A Welsh soldier who was killed during the First World War became a muse for some of the celebrated war poets. Siegfried Sassoon and Robert Graves counted him as a friend and his death would go on to inspire some of their greatest poems.
David Cuthbert Thomas was just 20 years old when he was shot in the throat by a sniper near Fricourt at the Somme on March 18, 1916. He managed to walk to a first aid post but succumbed to his injuries after choking on his blood.
His fate was shared by thousands of young men and boys who list their life in such violence during the Great War. But not all would be eulogised by some of the greatest poets of the 20th century.
David Cuthbert Thomas
Thomas was born in Pontarddulais, in what was then Glamorgan, and was educated at the public school Christ College in Brecon. Upon leaving education he became a second lieutenant in the third battalion of the Royal Welch Fusiliers – the regiment in which he met both Sassoon and Graves.
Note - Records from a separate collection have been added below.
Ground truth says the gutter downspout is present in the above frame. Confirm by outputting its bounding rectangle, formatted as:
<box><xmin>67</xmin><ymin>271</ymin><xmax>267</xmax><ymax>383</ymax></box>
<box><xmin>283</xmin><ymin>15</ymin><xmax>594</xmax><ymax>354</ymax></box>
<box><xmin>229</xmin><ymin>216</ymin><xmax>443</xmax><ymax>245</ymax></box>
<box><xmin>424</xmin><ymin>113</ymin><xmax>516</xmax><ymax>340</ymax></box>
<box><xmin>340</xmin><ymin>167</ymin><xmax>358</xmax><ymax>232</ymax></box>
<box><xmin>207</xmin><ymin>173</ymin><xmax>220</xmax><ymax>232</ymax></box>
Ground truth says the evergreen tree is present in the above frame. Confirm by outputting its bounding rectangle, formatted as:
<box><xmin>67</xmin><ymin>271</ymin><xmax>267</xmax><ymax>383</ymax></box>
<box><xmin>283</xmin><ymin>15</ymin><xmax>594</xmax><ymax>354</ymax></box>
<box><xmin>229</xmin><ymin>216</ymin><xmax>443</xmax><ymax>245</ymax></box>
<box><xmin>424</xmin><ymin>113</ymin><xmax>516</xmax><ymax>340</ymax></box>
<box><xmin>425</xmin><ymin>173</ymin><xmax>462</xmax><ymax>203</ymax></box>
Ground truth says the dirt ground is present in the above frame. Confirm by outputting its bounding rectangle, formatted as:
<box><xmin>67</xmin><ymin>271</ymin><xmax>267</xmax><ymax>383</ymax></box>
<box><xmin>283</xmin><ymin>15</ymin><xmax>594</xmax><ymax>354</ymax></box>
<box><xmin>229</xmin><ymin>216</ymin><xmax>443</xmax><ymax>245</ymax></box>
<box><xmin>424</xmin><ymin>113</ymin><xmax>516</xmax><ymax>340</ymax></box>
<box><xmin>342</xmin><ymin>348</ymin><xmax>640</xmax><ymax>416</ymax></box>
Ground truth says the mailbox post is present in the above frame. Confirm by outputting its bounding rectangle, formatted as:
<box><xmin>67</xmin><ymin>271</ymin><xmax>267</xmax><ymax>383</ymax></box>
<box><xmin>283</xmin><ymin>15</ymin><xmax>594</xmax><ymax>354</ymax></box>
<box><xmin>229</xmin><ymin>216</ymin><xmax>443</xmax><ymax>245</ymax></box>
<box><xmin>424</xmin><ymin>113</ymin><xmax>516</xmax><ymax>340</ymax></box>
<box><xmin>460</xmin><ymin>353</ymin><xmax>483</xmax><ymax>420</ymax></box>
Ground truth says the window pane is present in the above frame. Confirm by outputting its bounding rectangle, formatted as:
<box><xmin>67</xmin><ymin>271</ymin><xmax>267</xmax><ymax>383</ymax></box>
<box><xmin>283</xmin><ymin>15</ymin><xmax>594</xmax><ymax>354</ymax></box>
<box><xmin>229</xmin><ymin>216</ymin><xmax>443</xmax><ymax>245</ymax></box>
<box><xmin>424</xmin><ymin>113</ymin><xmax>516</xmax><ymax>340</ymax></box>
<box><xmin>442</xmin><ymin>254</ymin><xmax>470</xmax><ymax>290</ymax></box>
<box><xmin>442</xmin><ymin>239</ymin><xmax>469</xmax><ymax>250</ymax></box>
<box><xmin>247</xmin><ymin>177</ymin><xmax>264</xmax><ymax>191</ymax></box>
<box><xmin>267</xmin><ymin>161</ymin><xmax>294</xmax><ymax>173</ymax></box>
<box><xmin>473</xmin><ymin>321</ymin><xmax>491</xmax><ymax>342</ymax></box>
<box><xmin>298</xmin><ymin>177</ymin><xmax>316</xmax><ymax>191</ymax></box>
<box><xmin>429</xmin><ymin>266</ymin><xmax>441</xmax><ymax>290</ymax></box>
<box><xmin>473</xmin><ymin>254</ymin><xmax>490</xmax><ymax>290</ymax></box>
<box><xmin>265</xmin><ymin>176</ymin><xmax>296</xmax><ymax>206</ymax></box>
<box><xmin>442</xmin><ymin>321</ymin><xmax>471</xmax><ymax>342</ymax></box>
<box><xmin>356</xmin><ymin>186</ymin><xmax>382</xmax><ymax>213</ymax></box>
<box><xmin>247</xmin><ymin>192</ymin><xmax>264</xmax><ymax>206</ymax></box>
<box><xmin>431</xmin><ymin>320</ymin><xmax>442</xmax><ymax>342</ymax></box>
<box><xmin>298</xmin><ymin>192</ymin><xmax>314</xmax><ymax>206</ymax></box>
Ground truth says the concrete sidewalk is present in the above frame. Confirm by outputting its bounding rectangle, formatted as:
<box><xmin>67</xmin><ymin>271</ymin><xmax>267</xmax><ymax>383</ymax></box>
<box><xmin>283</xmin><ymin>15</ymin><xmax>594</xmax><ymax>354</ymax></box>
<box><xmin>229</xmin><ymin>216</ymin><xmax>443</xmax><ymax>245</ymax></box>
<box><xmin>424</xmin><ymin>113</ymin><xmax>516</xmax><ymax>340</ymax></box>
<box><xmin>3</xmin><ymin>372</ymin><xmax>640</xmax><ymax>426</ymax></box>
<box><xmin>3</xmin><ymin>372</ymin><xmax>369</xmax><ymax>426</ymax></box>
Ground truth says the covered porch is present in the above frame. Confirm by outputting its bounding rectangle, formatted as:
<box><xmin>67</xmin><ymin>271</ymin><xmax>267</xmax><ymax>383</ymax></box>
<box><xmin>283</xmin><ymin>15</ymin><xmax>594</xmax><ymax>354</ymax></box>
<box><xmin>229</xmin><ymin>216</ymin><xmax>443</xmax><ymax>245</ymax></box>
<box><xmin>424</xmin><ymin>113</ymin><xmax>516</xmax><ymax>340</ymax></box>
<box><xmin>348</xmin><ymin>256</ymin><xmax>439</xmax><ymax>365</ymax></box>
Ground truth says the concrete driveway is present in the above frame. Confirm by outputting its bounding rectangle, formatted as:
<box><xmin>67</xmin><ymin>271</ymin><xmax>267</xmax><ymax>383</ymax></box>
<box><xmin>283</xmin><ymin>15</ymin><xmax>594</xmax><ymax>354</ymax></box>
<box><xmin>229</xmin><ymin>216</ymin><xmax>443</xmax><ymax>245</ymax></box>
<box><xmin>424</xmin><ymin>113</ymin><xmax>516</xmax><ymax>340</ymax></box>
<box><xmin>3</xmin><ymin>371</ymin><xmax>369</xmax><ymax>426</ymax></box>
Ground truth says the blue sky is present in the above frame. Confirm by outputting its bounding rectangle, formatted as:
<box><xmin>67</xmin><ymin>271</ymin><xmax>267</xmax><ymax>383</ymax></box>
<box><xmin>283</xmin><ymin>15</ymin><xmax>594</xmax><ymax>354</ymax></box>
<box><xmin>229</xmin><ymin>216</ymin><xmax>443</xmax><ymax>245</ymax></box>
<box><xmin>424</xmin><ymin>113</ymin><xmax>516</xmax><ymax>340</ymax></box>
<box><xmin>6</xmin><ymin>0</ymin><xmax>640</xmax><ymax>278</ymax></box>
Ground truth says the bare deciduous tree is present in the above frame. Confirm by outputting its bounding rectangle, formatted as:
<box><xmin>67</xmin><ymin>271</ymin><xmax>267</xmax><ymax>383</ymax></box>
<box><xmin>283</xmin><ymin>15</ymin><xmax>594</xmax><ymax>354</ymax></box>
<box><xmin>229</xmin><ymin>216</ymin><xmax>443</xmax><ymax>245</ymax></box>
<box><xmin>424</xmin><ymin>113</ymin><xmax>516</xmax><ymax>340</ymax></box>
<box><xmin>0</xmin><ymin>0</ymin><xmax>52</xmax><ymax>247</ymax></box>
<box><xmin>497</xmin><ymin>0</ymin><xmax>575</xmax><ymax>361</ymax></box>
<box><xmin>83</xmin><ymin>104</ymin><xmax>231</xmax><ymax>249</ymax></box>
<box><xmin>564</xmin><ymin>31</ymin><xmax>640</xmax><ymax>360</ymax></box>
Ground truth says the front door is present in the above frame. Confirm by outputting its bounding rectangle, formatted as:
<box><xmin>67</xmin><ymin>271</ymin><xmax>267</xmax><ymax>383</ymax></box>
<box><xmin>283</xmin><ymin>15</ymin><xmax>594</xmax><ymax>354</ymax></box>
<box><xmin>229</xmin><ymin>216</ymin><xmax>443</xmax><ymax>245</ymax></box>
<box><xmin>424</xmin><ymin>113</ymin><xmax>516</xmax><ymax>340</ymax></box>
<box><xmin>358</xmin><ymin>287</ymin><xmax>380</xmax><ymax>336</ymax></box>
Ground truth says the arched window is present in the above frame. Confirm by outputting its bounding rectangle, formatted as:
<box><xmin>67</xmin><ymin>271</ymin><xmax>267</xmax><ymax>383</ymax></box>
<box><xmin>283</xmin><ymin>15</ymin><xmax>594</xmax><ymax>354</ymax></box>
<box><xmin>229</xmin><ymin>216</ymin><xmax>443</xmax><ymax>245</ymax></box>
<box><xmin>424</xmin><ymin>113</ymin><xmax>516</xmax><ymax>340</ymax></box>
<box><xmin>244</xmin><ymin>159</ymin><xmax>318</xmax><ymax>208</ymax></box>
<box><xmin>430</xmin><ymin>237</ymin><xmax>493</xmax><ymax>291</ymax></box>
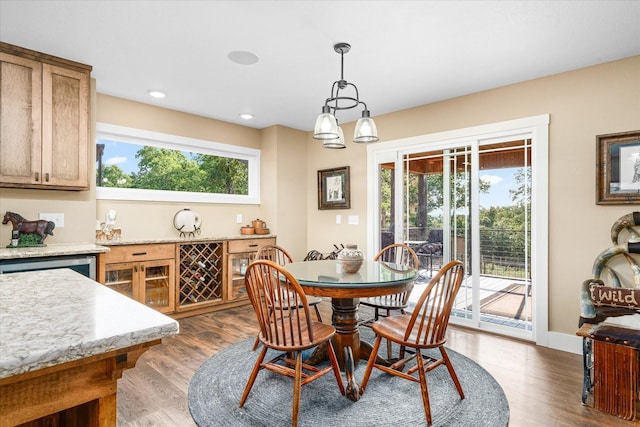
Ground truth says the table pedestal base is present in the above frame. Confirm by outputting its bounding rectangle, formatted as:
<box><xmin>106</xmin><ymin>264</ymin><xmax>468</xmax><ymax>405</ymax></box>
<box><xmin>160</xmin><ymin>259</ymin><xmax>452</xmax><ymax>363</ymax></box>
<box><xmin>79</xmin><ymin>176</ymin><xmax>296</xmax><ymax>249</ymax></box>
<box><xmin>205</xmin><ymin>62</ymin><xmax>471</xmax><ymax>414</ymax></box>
<box><xmin>306</xmin><ymin>298</ymin><xmax>390</xmax><ymax>402</ymax></box>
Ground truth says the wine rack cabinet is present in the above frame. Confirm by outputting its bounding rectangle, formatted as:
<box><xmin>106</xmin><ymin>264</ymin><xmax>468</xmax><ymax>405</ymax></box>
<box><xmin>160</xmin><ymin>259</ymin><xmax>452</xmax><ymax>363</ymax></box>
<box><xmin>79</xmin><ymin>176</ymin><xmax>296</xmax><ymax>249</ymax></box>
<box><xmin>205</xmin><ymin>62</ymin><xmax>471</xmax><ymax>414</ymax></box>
<box><xmin>176</xmin><ymin>241</ymin><xmax>224</xmax><ymax>311</ymax></box>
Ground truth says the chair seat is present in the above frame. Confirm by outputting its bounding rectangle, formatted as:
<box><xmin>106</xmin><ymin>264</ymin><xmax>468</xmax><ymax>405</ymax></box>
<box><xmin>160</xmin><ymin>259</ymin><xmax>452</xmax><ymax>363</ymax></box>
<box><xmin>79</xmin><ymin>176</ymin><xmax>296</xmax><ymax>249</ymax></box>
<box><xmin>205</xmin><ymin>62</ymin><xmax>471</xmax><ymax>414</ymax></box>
<box><xmin>371</xmin><ymin>314</ymin><xmax>444</xmax><ymax>348</ymax></box>
<box><xmin>362</xmin><ymin>295</ymin><xmax>408</xmax><ymax>310</ymax></box>
<box><xmin>258</xmin><ymin>321</ymin><xmax>336</xmax><ymax>352</ymax></box>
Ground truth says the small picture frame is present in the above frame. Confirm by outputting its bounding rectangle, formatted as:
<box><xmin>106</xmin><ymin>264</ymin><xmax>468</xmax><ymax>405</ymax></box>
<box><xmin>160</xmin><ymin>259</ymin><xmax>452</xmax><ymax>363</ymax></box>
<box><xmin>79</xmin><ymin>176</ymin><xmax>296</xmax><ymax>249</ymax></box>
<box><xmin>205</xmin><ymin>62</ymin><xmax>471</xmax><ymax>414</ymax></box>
<box><xmin>596</xmin><ymin>130</ymin><xmax>640</xmax><ymax>205</ymax></box>
<box><xmin>318</xmin><ymin>166</ymin><xmax>351</xmax><ymax>210</ymax></box>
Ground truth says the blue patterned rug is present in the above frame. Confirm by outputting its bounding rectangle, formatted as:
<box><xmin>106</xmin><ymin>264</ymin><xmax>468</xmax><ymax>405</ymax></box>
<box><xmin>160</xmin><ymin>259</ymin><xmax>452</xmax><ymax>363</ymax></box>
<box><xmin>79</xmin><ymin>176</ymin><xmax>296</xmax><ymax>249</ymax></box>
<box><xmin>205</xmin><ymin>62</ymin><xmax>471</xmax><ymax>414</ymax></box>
<box><xmin>189</xmin><ymin>328</ymin><xmax>509</xmax><ymax>427</ymax></box>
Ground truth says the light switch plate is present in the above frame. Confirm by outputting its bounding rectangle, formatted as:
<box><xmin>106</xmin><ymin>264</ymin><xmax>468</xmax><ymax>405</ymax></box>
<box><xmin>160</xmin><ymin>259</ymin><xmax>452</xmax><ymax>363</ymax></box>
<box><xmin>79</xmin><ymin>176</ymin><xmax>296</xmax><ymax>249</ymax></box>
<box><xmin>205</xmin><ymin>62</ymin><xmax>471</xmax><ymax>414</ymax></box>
<box><xmin>40</xmin><ymin>213</ymin><xmax>64</xmax><ymax>228</ymax></box>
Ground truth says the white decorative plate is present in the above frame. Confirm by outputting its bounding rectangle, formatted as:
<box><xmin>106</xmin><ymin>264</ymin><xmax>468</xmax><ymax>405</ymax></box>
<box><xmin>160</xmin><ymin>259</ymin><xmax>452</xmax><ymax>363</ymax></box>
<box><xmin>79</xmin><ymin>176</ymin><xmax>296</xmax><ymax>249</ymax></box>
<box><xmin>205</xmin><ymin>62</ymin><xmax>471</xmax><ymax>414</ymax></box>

A skilled soldier, Thomas would go on to be posted to the regiment’s first battalion and was sent to the Western Front. On the day of his death he was leading a working party to repair barbed wire lines in no man’s land. He is buried at the New Military Cemetery at Fricourt.
Siegfried Sassoon
Following his death Graves dedicated a number of poems to Thomas including Not Dead. The opening lines reference his fallen friend: “Walking through trees to cool my heat and pain, I know that David’s with me here again.”
Graves, who went on to write the I, Claudius historical novels, also dedicated his poem Goliath and David (for D.C.T, killed at Fricourt, March, 1916) in which he refers to Thomas’ death. It reads: “One cruel backhand sabre-cut, ‘I’m hit! I’m killed!’ young David cries, Throws blindly forward, chokes… and dies. And look, spike helmeted, grey, grim, Goliath straddles over him.”
Robert Graves
Sassoon was especially affected by Thomas’ death and wrote the day afterwards: “Tonight I saw his shrouded form laid in the earth – Robert Graves beside me with his white whimsical face twisted and grieving. Once we could not hear the solemn words for the noise of a machine-gun along the line; and when all was finished a canister fell a hundred yards away and burst with a crash.
“So Tommy left us, a gentle soldier, perfect and without stain. And so he will remain in my heart, fresh and happy and brave.”
David Cuthbert Thomas (front row far right) in a rugby team picture from his old school Christ College Brecon
He also dedicated the poem Enemies to Thomas. It reads: “He stood alone in some queer sunless place/Where Armageddon ends. Perhaps he longed/For days he might have lived; but his young face/Gazed forth untroubled: and suddenly there thronged/Round him the hulking Germans that I shot/When for his death my brooding rage was hot.”
David Cuthbert Thomas (top row far left, next to vicar) in a hockey team picture from Christ College Brecon
Thomas would appear in both respected poets’ autobiographies, Graves’ Good-Bye to All That and Sassoon’s Sherston Trilogy where Thomas was fictionalised as ‘Dick Tiltwood’. In Good-Bye to All That Graves wrote: “I felt David’s death worse than any other since I had been in France, but it did not anger me as it did Siegfried. He was acting transport-officer and every evening now, when he came up with the rations, went out on patrol looking for Germans to kill. I just felt empty and lost.”
David Cuthbert Thomas
Nearly a century after his death lost photos of Thomas were discovered by his alma mater, Christ College, Brecon, in 2014. They show him as a carefree young man just months before the outbreak of war posing with his cricket, hockey, and rugby teams.
Writing about his friend in happier times Sassoon described Thomas as a cricketer in the poem A Subaltern. It read: “He turned to me with his kind, sleepy gaze/And fresh face slowly brightening to the grin/That sets my memory back to summer days/With twenty runs to make, and last man in.”